Officer, if I can’t stand in the shoulder of the road, screaming and crying, then maybe they shouldn’t call it the breakdown lane.
[tavern]
Jerk on stool next to me:
Which do you like better my looks or my personality?Me: I’m gonna need more options.
Sometimes I put a cashew in my mouth for the dentist to find.
LOL!
One quality im not looking for in a potential partner is the ability to maintain a virtual farm
[2 Humans who definitely aren’t lizard people at Denny’s]
1: I sure am glad they don’t have newt brain on the menu
2: Right on, fellow human
“Are you talking back to me?” “Mom, that’s how a conversation works.”
A model citizen is just like a regular citizen that doesn’t eat.
wordle is just figuring out who to put in the bunkers during the apocalypse so humans can start procreating after.
I texted my husband “I want pizza but I need to go to the gym” in the hopes that he would try and steer me back on the right path and motivate me to go to the gym. But instead he replied “Same, let’s get pizza” and so yes it is true that marriage makes you fat
[tsunami approaching]
guy: RUN
me: wait why is the T silent
I only accept chocolate chip cookie bribes, THE SOFT ONES CHRISTY, NOT THE GARBAGE YOU GAVE ME.

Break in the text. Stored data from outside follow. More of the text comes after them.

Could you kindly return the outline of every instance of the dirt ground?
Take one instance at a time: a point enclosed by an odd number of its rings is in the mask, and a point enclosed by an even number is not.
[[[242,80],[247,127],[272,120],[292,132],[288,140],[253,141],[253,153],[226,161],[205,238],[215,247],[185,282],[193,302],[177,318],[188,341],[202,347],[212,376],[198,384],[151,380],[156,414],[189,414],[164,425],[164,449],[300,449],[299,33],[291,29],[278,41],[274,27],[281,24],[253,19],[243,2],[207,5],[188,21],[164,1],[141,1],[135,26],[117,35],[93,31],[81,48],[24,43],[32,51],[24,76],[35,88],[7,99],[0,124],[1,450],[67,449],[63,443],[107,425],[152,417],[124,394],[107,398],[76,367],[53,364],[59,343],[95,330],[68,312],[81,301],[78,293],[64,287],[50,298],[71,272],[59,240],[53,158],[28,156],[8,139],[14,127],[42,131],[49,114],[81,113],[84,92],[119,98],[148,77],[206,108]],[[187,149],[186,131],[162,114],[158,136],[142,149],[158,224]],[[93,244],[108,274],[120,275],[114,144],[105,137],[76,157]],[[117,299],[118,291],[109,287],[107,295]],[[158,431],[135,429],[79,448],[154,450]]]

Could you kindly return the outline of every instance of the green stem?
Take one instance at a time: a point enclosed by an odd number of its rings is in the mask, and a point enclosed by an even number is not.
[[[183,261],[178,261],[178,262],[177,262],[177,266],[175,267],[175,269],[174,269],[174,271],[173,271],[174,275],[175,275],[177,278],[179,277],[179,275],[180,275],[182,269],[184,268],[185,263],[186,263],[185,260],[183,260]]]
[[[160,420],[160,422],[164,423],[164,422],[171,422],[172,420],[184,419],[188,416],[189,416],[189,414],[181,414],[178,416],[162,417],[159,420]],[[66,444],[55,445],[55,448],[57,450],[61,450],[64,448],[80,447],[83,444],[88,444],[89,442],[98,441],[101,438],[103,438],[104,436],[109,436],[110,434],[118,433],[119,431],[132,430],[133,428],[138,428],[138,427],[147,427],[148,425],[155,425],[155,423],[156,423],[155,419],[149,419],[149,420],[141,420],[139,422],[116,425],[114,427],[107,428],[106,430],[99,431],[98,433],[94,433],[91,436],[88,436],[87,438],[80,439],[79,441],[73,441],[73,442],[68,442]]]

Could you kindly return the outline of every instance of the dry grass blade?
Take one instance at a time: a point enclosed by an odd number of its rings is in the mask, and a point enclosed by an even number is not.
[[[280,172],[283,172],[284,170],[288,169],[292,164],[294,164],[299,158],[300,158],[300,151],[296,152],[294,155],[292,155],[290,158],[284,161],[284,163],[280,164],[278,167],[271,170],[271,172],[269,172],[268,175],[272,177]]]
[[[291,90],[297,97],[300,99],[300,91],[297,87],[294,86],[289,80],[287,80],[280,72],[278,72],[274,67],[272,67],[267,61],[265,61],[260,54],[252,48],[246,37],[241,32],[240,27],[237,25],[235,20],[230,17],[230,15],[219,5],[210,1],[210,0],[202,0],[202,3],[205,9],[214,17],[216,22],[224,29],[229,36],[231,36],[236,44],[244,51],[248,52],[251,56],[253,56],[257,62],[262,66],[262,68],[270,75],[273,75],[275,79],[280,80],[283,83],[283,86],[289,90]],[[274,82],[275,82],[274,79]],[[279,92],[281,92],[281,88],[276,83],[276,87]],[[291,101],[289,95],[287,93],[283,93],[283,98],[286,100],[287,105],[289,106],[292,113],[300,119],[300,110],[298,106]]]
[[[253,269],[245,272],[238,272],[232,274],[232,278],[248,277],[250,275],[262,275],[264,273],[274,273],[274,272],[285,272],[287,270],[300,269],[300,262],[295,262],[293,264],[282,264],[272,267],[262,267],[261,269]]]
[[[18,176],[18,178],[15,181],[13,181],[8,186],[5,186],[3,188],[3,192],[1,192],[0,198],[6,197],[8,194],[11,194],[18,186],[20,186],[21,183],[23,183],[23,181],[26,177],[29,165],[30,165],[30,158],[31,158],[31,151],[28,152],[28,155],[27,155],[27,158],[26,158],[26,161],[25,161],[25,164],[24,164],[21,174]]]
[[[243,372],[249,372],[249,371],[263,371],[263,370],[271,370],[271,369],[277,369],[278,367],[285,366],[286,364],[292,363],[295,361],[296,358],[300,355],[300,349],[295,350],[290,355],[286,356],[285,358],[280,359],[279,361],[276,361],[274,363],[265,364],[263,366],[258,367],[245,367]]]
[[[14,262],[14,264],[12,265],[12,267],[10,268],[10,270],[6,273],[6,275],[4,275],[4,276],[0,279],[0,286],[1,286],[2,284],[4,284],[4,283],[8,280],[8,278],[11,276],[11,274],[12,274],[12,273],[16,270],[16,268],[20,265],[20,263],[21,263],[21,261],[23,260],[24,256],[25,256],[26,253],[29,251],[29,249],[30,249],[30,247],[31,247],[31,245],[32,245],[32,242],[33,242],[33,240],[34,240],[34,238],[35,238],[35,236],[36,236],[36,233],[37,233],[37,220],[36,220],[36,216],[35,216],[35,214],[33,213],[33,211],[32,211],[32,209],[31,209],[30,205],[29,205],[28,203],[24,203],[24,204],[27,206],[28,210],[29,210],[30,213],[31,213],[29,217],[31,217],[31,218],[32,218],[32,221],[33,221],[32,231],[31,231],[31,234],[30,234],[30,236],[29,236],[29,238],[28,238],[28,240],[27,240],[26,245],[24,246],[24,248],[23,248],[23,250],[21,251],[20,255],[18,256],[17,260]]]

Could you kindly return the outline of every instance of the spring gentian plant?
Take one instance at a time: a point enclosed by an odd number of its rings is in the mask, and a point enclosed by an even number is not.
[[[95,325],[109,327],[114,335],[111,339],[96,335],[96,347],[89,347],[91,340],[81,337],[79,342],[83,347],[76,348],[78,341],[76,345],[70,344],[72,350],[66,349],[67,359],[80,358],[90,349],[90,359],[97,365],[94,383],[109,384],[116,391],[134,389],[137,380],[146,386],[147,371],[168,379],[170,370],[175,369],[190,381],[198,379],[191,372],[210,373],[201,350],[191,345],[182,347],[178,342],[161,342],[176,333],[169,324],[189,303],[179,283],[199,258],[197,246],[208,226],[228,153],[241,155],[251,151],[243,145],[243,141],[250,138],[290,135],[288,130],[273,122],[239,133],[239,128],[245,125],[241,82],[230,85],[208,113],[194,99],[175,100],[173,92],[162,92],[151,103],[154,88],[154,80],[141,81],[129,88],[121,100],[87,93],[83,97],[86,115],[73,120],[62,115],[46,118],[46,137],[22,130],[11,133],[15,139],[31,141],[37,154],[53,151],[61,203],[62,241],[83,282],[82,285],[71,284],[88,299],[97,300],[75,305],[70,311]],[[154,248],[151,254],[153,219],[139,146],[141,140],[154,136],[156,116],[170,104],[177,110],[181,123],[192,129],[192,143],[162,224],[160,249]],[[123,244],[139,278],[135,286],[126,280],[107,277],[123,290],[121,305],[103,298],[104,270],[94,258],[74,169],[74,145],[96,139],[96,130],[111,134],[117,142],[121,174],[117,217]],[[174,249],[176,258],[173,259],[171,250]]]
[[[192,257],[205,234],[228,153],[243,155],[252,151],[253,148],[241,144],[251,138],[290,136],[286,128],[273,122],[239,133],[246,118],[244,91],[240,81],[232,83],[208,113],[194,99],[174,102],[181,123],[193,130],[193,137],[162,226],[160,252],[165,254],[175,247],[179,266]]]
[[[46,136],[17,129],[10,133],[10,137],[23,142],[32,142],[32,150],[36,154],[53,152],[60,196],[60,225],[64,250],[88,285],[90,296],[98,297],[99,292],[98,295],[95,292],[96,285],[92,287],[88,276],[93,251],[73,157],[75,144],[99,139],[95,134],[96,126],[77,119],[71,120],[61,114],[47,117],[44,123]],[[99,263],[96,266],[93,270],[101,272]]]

Got McDonald’s today and when I was handed my soda the cup inexplicably cracked and spilled all over me so sometimes I really wonder if my ancestors offended a witch.
Dodgeball in gym class…
because life wasn’t already hard enough when I was 12.
brent use the shallow end
why
you’re not a strong swimmer
I am so *jumps*
[doesnt surface because I have $1.75 worth of change in my pocket]
Let’s get married, have kids and buy a house where it’ll either be too cold or too hot for someone every day forever.